Objective: Asynchronous Support for TensorFlow backend
Parts under this deliverable:
- Switch the execution mode to TFRequestItem based inference.
- Implementing a standard asynchronous inference module DNNAsyncExecModule for use across the TF and Native backends.
- Implement async mode in the TensorFlow backend.

Earlier Merged Patches in this patchset

The below patches move the TaskItem and InferenceItem from the OpenVINO backend to the dnn_backend_common and adjust them for shared use across the three backends. Then we define the TFRequestItem with execution parameters and switch the execution mechanism in the TensorFlow backend to TFRequestItem based inference.

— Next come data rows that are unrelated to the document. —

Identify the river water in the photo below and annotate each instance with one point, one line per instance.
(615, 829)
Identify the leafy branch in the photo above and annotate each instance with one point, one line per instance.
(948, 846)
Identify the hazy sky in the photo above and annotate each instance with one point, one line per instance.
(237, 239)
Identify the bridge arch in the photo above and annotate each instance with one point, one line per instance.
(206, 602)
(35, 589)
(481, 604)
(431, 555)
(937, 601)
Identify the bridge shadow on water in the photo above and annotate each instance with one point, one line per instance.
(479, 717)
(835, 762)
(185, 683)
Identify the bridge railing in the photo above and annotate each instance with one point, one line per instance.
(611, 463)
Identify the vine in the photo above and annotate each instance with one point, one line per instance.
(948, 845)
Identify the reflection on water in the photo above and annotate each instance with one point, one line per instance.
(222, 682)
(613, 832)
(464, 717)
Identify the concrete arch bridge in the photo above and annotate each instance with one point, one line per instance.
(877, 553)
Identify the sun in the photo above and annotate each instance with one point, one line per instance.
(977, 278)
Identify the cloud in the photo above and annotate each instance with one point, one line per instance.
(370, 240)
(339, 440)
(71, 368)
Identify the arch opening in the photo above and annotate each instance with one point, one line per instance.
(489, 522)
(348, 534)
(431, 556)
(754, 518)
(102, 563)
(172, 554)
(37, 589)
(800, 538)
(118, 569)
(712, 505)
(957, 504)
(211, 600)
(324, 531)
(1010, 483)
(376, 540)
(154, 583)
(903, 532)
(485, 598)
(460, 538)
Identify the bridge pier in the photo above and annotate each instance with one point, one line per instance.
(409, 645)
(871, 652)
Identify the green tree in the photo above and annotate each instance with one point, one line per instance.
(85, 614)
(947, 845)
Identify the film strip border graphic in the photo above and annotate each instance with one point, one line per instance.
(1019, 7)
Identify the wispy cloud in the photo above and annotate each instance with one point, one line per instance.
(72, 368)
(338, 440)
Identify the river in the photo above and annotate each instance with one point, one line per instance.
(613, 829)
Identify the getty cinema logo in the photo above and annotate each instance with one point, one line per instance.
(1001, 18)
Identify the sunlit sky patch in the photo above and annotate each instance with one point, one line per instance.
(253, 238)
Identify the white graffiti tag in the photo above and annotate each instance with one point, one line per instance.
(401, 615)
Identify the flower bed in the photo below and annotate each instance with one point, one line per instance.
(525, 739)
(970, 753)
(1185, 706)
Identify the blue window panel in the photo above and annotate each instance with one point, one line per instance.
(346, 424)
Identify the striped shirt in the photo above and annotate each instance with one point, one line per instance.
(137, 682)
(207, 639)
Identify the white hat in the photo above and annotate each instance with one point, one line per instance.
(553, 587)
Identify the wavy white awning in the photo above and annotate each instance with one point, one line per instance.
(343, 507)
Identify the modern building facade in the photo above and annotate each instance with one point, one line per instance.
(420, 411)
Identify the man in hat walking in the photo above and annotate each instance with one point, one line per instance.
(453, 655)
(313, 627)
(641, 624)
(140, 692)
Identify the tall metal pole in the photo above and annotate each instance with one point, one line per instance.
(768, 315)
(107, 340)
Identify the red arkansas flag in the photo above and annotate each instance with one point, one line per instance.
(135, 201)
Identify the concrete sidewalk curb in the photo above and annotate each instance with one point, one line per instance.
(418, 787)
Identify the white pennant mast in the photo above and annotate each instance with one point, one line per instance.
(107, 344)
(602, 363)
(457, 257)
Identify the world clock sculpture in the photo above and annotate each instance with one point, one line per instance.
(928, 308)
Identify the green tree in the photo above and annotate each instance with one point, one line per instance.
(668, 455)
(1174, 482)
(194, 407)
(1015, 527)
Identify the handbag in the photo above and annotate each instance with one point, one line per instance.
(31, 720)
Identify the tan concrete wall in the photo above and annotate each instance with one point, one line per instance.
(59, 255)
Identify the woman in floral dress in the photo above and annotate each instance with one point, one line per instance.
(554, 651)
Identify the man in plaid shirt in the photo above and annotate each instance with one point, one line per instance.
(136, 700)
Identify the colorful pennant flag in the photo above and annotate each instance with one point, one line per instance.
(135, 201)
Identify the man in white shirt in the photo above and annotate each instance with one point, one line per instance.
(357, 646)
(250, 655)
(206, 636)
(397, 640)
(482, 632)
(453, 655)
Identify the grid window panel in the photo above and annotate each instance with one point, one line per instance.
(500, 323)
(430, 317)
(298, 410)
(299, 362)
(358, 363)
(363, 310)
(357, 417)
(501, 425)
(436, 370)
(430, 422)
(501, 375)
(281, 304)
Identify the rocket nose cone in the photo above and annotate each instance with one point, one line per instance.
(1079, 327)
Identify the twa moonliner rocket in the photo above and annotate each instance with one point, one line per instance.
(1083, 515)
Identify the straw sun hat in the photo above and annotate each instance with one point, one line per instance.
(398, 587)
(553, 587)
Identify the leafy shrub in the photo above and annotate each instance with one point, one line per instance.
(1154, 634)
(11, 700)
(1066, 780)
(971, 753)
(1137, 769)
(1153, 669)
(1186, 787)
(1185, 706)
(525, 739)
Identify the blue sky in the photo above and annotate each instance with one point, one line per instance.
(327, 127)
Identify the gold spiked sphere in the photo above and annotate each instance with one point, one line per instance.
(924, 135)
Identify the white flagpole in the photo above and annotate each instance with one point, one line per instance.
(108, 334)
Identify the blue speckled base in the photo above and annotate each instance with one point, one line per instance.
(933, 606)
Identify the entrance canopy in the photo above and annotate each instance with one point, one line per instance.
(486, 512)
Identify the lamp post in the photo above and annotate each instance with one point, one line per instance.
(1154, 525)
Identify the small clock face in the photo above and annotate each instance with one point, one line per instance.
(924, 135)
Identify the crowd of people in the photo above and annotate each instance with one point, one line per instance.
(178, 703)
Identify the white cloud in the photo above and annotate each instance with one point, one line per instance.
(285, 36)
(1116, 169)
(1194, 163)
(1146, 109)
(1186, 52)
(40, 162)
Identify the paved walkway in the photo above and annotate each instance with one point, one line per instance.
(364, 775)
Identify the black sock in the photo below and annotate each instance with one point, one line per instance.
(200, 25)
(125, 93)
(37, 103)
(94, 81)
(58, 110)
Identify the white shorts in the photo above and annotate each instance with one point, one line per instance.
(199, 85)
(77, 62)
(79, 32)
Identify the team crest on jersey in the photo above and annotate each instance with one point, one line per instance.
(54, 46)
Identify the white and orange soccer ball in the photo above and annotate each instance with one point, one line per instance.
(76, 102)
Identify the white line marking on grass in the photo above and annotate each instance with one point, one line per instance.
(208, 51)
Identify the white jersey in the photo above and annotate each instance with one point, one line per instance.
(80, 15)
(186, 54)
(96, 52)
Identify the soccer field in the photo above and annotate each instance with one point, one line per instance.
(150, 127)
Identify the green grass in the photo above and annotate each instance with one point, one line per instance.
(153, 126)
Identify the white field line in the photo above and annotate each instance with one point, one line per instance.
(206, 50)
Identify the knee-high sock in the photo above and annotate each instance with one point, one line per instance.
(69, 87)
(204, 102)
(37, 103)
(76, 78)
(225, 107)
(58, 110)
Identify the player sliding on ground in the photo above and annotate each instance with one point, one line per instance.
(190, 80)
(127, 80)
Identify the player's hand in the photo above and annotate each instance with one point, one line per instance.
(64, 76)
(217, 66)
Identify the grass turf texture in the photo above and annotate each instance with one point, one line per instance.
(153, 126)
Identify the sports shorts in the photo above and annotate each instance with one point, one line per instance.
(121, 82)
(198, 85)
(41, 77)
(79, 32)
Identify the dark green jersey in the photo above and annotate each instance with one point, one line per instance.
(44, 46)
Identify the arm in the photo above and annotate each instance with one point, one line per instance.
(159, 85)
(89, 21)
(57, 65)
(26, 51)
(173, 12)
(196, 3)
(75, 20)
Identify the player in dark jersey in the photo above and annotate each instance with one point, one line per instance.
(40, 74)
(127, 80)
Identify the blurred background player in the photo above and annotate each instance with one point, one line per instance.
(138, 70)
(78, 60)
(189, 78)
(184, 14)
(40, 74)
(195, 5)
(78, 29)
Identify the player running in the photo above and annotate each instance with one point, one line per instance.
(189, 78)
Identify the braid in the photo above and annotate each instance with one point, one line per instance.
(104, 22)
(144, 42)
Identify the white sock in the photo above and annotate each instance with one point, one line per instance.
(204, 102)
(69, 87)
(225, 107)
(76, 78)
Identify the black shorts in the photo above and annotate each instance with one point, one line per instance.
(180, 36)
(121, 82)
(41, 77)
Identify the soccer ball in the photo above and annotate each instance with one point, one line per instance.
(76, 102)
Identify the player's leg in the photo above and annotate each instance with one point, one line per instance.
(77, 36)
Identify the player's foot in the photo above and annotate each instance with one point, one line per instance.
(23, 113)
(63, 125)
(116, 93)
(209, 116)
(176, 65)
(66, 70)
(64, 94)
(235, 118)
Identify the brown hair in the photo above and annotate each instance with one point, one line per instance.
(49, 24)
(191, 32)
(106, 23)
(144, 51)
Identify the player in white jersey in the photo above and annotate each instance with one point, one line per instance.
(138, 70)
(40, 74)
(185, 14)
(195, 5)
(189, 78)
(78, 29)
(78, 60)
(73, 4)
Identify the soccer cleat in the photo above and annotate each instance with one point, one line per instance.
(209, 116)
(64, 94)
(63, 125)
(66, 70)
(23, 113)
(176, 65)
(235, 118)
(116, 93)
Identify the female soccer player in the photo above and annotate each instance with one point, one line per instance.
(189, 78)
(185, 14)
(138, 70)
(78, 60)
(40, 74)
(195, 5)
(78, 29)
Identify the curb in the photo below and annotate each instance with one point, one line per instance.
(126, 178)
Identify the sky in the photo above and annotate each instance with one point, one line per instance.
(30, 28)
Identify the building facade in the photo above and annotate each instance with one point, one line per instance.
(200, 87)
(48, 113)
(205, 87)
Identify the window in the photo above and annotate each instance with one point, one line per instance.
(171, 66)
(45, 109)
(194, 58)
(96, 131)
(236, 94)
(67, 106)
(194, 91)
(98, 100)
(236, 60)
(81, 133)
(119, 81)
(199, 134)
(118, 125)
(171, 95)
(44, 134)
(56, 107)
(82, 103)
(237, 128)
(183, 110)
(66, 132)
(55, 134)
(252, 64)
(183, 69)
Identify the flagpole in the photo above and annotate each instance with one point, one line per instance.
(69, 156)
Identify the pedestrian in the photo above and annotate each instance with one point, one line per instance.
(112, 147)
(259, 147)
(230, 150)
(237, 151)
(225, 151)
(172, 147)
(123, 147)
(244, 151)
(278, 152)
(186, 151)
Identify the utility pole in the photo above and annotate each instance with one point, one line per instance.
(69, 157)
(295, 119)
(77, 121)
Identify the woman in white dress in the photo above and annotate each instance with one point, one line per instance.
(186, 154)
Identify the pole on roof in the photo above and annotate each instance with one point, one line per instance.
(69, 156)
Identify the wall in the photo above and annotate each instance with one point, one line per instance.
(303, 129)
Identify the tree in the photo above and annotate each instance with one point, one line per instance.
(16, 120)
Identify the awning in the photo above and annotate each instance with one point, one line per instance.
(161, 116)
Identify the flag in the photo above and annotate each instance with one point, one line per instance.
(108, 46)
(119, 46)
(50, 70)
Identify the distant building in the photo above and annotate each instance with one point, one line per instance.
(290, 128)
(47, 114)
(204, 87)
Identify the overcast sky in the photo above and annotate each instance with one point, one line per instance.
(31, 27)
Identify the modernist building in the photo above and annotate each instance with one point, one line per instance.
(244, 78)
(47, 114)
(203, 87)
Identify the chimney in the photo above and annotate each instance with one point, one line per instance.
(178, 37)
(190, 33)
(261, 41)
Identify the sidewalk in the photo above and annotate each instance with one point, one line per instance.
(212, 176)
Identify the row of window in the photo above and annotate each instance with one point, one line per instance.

f5ab890 lavfi/dnn: Extract TaskItem and InferenceItem from OpenVino Backend
446b4f7 lavfi/dnn: Convert output_name to char** in TaskItem
9675ebb lavfi/dnn: Add nb_output to TaskItem
6b961f7 lavfi/dnn: Use uint8_t for async and do_ioproc in TaskItems
5509235 lavfi/dnn: Fill Task using Common Function
68cf14d lavfi/dnn_backend_tf: TaskItem Based Inference
a4de605 lavfi/dnn_backend_tf: Add TFInferRequest and TFRequestItem
08d8b3b lavfi/dnn_backend_tf: Request-based Execution
b849228 lavfi/dnn_backend_tf: Separate function for filling RequestItem
84e4e60 lavfi/dnn_backend_tf: Separate function for Completion Callback
6f9570a lavfi/dnn_backend_tf: Error Handling

Final Patches

The below-mentioned patches implement the DNNAsyncExecModule and use them in the TensorFlow backend for adding the async mode. The methodology behind the DNNAsyncExecModule being to execute a number of TFRequestItem's (which can also be set using the backend configuration parameter nireq) concurrently along the main FFmpeg execution thread so that the inference requests can be executed in an asynchronous fashion.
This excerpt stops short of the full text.